I find walking barefoot into any situation a very reassuring and levelling experience, and as my soles touched the white marble floor the temple came into view for the first time. I stood still for a moment and marvelled at my surroundings. Sikhs in front of me knelt to touch their heads to the ground while others dipped in the holy water surrounding the central temple. The atmosphere was reverent, but lively and purposeful at the same time; hundreds of worshipers united as prayers drifted out from the loudspeakers. Every few minutes the atmosphere changed as the sun gradually dipped behind the outer walls, and as night fell soft lighting added further layers of character to the holy site.

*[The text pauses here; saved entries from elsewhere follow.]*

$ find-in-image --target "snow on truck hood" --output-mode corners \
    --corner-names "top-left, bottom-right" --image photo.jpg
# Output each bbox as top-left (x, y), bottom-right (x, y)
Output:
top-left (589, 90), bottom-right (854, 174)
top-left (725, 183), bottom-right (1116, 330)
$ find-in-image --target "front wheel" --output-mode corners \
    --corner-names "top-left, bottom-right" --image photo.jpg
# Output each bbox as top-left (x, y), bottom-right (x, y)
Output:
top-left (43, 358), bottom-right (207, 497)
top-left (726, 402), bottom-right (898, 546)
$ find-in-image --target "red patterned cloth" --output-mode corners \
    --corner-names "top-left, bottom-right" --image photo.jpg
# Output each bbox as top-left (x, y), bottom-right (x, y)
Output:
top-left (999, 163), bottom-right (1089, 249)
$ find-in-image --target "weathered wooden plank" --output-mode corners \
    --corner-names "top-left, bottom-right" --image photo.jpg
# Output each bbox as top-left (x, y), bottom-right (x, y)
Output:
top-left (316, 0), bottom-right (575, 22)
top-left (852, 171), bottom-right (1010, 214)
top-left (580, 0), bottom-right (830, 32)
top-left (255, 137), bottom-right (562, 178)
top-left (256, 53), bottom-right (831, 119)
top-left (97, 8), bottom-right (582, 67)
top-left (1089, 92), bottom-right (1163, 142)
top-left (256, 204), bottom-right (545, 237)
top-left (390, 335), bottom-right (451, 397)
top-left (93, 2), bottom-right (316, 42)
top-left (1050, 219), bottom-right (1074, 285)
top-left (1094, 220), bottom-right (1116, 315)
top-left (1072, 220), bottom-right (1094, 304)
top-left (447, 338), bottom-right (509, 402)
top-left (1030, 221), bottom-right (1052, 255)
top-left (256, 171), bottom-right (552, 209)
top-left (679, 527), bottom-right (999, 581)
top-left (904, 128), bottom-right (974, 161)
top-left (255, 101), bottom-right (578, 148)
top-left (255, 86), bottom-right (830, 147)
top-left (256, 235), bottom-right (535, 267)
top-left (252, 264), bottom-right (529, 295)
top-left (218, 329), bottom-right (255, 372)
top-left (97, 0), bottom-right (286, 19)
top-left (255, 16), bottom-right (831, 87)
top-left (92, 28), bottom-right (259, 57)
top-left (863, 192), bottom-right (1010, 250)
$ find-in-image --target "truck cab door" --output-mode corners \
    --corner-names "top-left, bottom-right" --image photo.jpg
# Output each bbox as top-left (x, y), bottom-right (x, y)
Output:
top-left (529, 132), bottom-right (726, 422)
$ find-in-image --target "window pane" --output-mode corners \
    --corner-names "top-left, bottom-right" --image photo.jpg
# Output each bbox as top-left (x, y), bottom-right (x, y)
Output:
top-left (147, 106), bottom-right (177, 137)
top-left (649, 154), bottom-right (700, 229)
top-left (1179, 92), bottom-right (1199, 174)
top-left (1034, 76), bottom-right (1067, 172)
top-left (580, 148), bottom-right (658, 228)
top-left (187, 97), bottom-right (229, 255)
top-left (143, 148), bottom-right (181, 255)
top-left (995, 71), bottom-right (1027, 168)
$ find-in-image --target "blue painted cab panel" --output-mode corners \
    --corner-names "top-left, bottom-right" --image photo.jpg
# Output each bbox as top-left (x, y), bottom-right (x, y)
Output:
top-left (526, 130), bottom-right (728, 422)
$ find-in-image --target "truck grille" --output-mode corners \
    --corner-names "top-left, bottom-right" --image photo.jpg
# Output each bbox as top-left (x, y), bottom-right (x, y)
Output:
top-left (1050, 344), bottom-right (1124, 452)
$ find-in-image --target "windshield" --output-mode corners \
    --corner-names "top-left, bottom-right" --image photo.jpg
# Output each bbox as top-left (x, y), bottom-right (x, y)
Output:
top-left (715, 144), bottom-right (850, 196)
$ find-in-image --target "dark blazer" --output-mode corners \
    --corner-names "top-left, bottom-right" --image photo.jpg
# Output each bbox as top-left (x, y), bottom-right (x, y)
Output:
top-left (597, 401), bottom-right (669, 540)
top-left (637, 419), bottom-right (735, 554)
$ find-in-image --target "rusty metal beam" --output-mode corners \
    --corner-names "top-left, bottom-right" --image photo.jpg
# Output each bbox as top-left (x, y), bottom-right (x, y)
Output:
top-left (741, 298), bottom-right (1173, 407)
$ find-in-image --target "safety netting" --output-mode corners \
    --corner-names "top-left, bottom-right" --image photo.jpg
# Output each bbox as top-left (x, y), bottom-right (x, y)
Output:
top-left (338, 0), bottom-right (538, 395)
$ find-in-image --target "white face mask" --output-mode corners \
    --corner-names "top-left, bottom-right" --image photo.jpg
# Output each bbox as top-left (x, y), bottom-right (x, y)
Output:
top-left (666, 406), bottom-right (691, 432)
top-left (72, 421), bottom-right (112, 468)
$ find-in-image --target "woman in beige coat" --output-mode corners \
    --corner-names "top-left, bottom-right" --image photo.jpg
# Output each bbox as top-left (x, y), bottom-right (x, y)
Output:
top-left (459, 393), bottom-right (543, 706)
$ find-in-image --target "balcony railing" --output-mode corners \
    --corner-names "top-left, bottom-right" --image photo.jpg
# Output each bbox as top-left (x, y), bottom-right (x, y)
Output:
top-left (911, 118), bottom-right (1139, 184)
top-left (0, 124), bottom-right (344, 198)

During our second visit we queued up to go inside the Golden Temple itself. We stood in line with scores of Sikhs as prayers were amplified around the complex. I looked around and felt engulfed by the warmth of religious devotion. ‘Religion’ has become a loaded word in many areas of the world; it scares many and has become synonymous with fanaticism and terrorism. We’re members of the developed, progressive world, living in an age of atheism and the ’God Delusion’, we’re not supposed to be religious right? Who needs religion when we’ve got gold cards? As Hazell and I travel further around the world, we have been repeatedly exposed to the positive aspects of organised religion, and the Sikh worshippers at the Golden Temple are a fantastic example of this. Inside, Sikhs from all over the world filled every inch of floor and recited verses from the Guru Granth Sahib, led by senior scholars.

Not only is the temple beautiful but, as is Sikh custom, one can also eat for free. Hazell thought Peggy, her four fingered dinner lady in Splott, was the queen of catering; she apparently undertook her troublesome duties with consummate ease, even though the chunky chips frequently resembled her missing digit. Well sorry Peggy, you’ve lost your title hands and four fingers down to the communal operation at the Golden Temple, which is undoubtedly the most organised affair we have encountered in India. After making a donation we made our way upstairs, where we tentatively sat in line and waited to be ’served’. Rows were regimented and the whole affair was startlingly un-Indian; as people at the rear finished their meals, those at the front began and the cycle continued. A ladle full of dhal was poured into one compartment of the plate, to be followed by a generous portion of rice. The chapati man stopped in front of me, looked questioningly in my eyes and then moved on. Was I unwelcome here I wondered? Happily I discovered this was not at all the case, I had merely forgotten to use the proper ’free chapatti etiquette’. On his next stroll down the line, I followed the lead of the Sikhs and cupped my hands skyward to receive my reward. It doesn’t matter who you are or where you’re from, gratefully receiving free food while sat on the floor instantly unites.

Bellies and hearts warmed, the best way to show appreciation is by helping with the washing up. Washing up can become a daunting task for most of us at times, but standing at the water trough in the Golden Temple, I was swept into a frenzy of cleaning. The Sikhs all smiled at my feeble attempt to keep up with the pace and it wasn’t long before I retired for a free cup of chai. At this point we met a young devotee who addressed us in a strained American/Punjabi accent; another English student from the school of ’Friends and Sex in The City’, it seemed. He was glad to be able to practice his English as he showed us ’backstage’ where the infamous ‘chapatti machine’ resides; an industrial sized conveyor belt of unleavened bread designed to cope with the hungry masses. We were shown enormous cauldrons of dhal and the ’manual’ preparation area, where chapatis are still made by hand while others sit on the floor and peel garlic.

We could have returned many more times to the temple grounds, if only to soak up the wonderful atmosphere, but the time had come. The reputation of our next destination loomed large. According to many travellers, we were about to enter Satan’s sweaty sphincter; an unbearable cauldron of depravity. Come on then Delhi, lets ’ave it.